In the Second Boer War he saw action on at least seven occasions. He was Mentioned in Dispatches and received the Queen's South Africa Medal with six clasps.

He was promoted to Principal Chaplain for England and Ireland (in the field) and also Deputy Chaplain to the War Office (in London). His duties in the field included overseeing multiple mass burials after major battles and also comforting countless of the dying.

In the First World War he went to France with the British Expeditionary Force and was Principal Chaplain to the 7th Division and Assistant Head Chaplain to the 5th Army. He was then promoted to Principal Chaplain to the army at the rank of Brigadier General.

He was awarded an honorary doctorate (DD) by Edinburgh University in 1921. In May of the same year he was made Chaplain to the King.

He retired from the army in 1925 and lived in London from 1928.

In January 1932, Jaffray was appointed Chaplain Commandant of the Royal Army Chaplains' Department.

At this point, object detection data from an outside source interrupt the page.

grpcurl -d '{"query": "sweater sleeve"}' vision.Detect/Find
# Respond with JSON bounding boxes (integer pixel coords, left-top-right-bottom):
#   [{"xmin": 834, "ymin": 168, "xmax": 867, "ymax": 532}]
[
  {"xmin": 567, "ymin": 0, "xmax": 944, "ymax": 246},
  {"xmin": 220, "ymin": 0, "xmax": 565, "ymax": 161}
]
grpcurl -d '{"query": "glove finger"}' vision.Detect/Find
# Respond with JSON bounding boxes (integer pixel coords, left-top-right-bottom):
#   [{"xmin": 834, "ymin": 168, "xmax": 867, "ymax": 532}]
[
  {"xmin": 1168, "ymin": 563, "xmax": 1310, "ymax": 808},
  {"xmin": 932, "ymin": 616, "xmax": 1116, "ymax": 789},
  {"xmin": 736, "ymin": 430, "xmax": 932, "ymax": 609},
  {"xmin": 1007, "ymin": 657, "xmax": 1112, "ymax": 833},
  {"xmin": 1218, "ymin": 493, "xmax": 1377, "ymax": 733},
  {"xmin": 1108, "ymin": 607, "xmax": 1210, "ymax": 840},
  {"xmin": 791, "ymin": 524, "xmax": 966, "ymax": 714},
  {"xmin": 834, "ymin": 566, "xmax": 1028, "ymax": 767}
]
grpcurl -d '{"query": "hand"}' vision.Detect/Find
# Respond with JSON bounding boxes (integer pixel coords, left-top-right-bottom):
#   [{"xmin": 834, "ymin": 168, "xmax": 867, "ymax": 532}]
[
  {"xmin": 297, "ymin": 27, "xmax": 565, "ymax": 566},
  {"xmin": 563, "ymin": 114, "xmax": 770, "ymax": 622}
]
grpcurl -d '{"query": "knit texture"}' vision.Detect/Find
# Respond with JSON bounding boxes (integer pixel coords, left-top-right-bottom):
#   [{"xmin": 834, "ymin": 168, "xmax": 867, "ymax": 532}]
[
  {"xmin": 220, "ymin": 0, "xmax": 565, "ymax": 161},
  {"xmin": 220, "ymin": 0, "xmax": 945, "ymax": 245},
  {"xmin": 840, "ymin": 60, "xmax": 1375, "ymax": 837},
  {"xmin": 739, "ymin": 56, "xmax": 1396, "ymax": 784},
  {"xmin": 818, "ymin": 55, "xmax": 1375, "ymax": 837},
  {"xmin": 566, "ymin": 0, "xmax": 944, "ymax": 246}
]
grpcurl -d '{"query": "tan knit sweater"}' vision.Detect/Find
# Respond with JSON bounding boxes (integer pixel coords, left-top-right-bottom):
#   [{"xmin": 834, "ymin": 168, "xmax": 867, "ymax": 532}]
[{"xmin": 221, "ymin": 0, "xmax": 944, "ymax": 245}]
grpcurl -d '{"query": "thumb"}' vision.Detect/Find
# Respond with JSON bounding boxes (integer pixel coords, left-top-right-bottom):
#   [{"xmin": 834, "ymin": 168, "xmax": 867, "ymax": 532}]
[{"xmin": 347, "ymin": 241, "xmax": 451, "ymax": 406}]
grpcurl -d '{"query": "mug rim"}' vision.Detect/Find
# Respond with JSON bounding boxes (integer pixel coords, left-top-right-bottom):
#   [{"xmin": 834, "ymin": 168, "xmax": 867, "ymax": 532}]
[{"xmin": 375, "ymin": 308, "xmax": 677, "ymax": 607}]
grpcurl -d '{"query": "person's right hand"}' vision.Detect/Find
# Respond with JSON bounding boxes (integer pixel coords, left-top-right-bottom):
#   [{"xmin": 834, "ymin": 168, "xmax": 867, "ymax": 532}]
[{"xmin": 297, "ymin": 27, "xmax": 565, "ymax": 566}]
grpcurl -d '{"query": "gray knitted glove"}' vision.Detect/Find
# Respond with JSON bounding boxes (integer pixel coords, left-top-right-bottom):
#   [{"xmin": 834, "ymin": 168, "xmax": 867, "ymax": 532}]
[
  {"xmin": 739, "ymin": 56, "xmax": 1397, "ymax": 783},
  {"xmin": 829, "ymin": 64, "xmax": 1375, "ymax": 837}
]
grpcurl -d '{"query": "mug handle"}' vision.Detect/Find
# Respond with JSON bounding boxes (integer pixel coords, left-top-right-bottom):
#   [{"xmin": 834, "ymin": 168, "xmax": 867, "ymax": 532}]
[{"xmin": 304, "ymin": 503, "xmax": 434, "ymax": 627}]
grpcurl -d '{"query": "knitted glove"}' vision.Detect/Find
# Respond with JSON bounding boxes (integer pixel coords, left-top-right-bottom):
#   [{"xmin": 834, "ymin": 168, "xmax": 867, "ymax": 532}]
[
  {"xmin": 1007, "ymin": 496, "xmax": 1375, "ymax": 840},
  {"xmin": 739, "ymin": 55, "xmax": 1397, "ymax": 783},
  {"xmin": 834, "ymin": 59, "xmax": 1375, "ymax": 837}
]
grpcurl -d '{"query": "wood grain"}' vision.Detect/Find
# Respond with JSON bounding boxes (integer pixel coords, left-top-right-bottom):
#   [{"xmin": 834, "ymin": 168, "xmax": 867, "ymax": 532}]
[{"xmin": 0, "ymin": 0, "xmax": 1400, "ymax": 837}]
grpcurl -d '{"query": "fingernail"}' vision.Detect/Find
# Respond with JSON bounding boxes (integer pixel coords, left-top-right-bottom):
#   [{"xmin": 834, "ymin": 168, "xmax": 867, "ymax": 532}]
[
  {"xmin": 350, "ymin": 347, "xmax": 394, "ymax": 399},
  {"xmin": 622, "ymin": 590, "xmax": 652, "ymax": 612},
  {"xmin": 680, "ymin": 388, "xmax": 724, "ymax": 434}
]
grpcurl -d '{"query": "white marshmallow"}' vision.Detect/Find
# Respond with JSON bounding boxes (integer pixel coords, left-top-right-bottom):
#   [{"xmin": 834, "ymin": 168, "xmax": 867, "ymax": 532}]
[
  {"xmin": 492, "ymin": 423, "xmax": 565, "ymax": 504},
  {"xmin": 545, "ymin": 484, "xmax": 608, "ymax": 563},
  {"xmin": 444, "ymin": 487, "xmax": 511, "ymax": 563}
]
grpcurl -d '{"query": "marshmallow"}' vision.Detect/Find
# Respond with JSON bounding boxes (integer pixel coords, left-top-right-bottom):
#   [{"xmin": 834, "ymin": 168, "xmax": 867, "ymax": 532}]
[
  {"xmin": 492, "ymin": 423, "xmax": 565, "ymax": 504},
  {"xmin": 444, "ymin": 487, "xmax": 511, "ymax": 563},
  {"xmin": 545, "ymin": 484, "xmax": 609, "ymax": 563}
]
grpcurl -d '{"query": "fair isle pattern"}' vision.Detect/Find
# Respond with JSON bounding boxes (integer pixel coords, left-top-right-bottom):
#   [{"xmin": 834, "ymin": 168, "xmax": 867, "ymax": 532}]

He left this post in March 1937, having reached the age limit of 70.

He died in Torphins on 6 November 1941.

==Awards==
- Mentioned In Dispatches at least twelve times
- Queen's South Africa Medal with six clasps
- Commander of the Order of St Michael and St George (CMG) 1915
- Commander of the Order of the British Empire (CBE-military) 1919
- Knight Commander of the Order of St Sava awarded by the King of Serbia
- 1914 Star with clasp
- British War Medal
- Victory Medal 1919

==Family==
In 1901 he married Ethel Annie Duncan Law, daughter of Major James Law RE of Aberdeenshire.